I thought the 2017 hurricane season – which isn’t over yet – was already much worse than usual, and the records confirm it. It’s only the sixth year since records have been kept that more than one Category 5 hurricane formed, and only the second year that more than one made landfall at Category 5 strength.
First, Hurricane Harvey swamped the Texas coast (and made Joel Osteen shut his doors to the displaced). Then Hurricane Irma wiped out the island of Barbuda and did heavy damage to the U.S. Virgin Islands and Florida, followed by the even more powerful Hurricane Maria smashing through the Caribbean. Puerto Rico suffered a one-two punch from Irma and Maria, and the entire island may be blacked out for months. The Arecibo radio telescope was damaged when a 96-foot antenna snapped and fell 500 feet, puncturing the main dish.
Between hurricanes pummeling the east coast and the huge wildfires raging in the west much later than fire season usually lasts, it’s almost enough to make an atheist think that someone is unhappy with the U.S. and is sending us a message. If Hillary Clinton had won the election, we can all imagine how the religious right’s doomsayers would be shrieking that the destruction being visited on this nation was a divine judgment.
But somehow, natural disasters only become signs of God’s displeasure when Democrats are in power. If Republicans are running the show, even an American city being submerged doesn’t hold any meaning to them. It’s like they suffer selective amnesia and forget about the Bible every four or eight years. (“Major cities being flooded? No, I can’t say that reminds me of anything.”)
But in spite of Christians’ acidic hypocrisy, it’s not wrong to fear this is a portent. No matter who we vote for, climate change has gathered momentum and may already be snowballing out of control. As bad as it is, the 2017 hurricane season could be a foretaste of what future weather will be like.
It’s not clear whether global warming will cause more hurricanes. Some models say it will make them less frequent, but will make the ones that do form more powerful. This is bad news by itself, since major hurricanes, above Category 3, do 85% of all storm damage.
Whatever the exact symptoms, we can be certain that a warming world is only going to make future weather worse. We know that warm ocean waters are the energy source that powers hurricanes, and a baseline of sea-level rise will make storm surges higher and harder to withstand.

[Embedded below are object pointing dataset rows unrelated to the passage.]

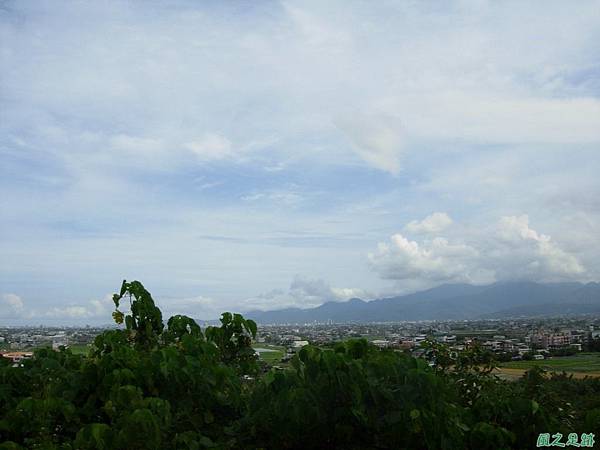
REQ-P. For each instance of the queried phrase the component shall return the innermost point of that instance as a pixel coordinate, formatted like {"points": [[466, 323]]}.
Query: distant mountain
{"points": [[451, 302]]}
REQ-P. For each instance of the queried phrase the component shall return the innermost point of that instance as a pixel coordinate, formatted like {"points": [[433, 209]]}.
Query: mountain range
{"points": [[451, 302]]}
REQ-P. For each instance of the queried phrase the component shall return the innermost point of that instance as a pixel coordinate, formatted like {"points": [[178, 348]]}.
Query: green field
{"points": [[273, 356], [582, 362]]}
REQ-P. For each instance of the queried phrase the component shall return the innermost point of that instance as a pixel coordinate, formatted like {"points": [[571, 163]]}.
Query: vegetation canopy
{"points": [[145, 385]]}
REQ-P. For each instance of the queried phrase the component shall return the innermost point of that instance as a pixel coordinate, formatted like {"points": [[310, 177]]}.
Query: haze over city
{"points": [[264, 155]]}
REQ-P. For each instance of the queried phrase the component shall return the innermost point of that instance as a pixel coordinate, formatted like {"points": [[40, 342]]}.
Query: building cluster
{"points": [[27, 338], [512, 337]]}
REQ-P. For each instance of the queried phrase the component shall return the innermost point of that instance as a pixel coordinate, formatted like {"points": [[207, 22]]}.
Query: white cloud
{"points": [[199, 307], [431, 224], [11, 304], [510, 250], [96, 310], [303, 293], [377, 139], [210, 146], [534, 255]]}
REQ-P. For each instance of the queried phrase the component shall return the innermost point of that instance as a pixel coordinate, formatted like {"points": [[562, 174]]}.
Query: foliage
{"points": [[145, 385]]}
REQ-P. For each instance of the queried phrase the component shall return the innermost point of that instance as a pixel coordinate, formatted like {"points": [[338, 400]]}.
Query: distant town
{"points": [[509, 339]]}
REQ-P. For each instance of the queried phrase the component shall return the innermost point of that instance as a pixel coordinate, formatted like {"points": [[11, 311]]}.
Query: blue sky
{"points": [[242, 155]]}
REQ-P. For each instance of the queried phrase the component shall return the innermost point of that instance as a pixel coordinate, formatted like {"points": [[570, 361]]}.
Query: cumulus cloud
{"points": [[302, 293], [534, 255], [509, 250], [94, 309], [433, 223]]}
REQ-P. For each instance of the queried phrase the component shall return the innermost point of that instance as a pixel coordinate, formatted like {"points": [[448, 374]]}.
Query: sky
{"points": [[269, 154]]}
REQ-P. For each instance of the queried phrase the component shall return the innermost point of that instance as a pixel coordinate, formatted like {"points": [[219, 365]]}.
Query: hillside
{"points": [[450, 302]]}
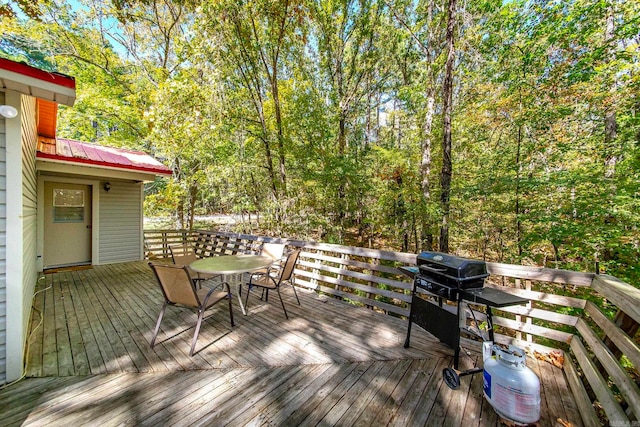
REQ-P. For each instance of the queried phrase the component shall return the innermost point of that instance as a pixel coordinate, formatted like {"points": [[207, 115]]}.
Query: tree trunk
{"points": [[445, 175]]}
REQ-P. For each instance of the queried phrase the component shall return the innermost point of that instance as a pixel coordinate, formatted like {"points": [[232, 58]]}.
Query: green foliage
{"points": [[314, 117]]}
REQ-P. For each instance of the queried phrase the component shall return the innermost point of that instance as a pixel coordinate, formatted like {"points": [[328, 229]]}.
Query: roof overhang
{"points": [[69, 156], [38, 83], [63, 168]]}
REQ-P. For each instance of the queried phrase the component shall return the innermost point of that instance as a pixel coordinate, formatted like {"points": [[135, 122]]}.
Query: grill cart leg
{"points": [[408, 338]]}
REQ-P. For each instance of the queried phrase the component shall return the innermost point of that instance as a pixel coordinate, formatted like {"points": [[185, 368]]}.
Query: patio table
{"points": [[231, 267]]}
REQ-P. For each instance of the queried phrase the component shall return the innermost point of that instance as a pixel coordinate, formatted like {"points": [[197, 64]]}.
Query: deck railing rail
{"points": [[596, 343]]}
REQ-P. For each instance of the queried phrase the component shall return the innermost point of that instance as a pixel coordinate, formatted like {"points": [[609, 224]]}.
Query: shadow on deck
{"points": [[89, 362]]}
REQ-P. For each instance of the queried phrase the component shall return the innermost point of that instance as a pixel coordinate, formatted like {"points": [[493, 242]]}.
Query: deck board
{"points": [[330, 363]]}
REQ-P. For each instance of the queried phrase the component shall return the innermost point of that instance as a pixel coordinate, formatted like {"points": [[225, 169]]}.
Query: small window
{"points": [[68, 205]]}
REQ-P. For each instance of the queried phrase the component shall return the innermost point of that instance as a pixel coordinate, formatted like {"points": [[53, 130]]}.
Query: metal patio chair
{"points": [[268, 282], [179, 289], [184, 255]]}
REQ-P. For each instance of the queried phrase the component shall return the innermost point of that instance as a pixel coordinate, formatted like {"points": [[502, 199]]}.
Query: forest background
{"points": [[505, 130]]}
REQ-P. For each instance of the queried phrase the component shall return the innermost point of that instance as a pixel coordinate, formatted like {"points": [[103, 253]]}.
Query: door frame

The wealthy countries that are responsible for most of the climate-warming carbon pollution can spend more to mitigate the danger (like with giant seawalls) and to rebuild, so poor countries will take the brunt, but everyone who lives along the coast is going to suffer. And incompetent, science-denying political leadership makes it worse, both by bungling the cleanup and also by costing us precious time to adapt and reduce our carbon footprint.
In my darker moments, I wonder if this problem could be solved by a giant land swap. Those of us who accept the authority of science can move inland, out of the danger zone. In exchange, those who scorn science and believe that global warming is a vast liberal conspiracy are welcome to move into cheap, newly vacated beachfront property. It’s a tradeoff that both sides ought to be happy with. If climate deniers are so sure of themselves, they shouldn’t be afraid of a little salt water lapping at their thresholds.
But that doesn’t address the plight of the poor who have nowhere to go, and in any case, there’s no real escape wherever you live. Even if human civilization becomes more peaceful and materially prosperous, the Earth of the future is going to be harsher and more dangerous, its weather more destructive. Besides hurricanes, floods and wildfires, some parts of the planet may literally be too hot for human life. We have few grounds to be proud of the world we’re passing down to our children.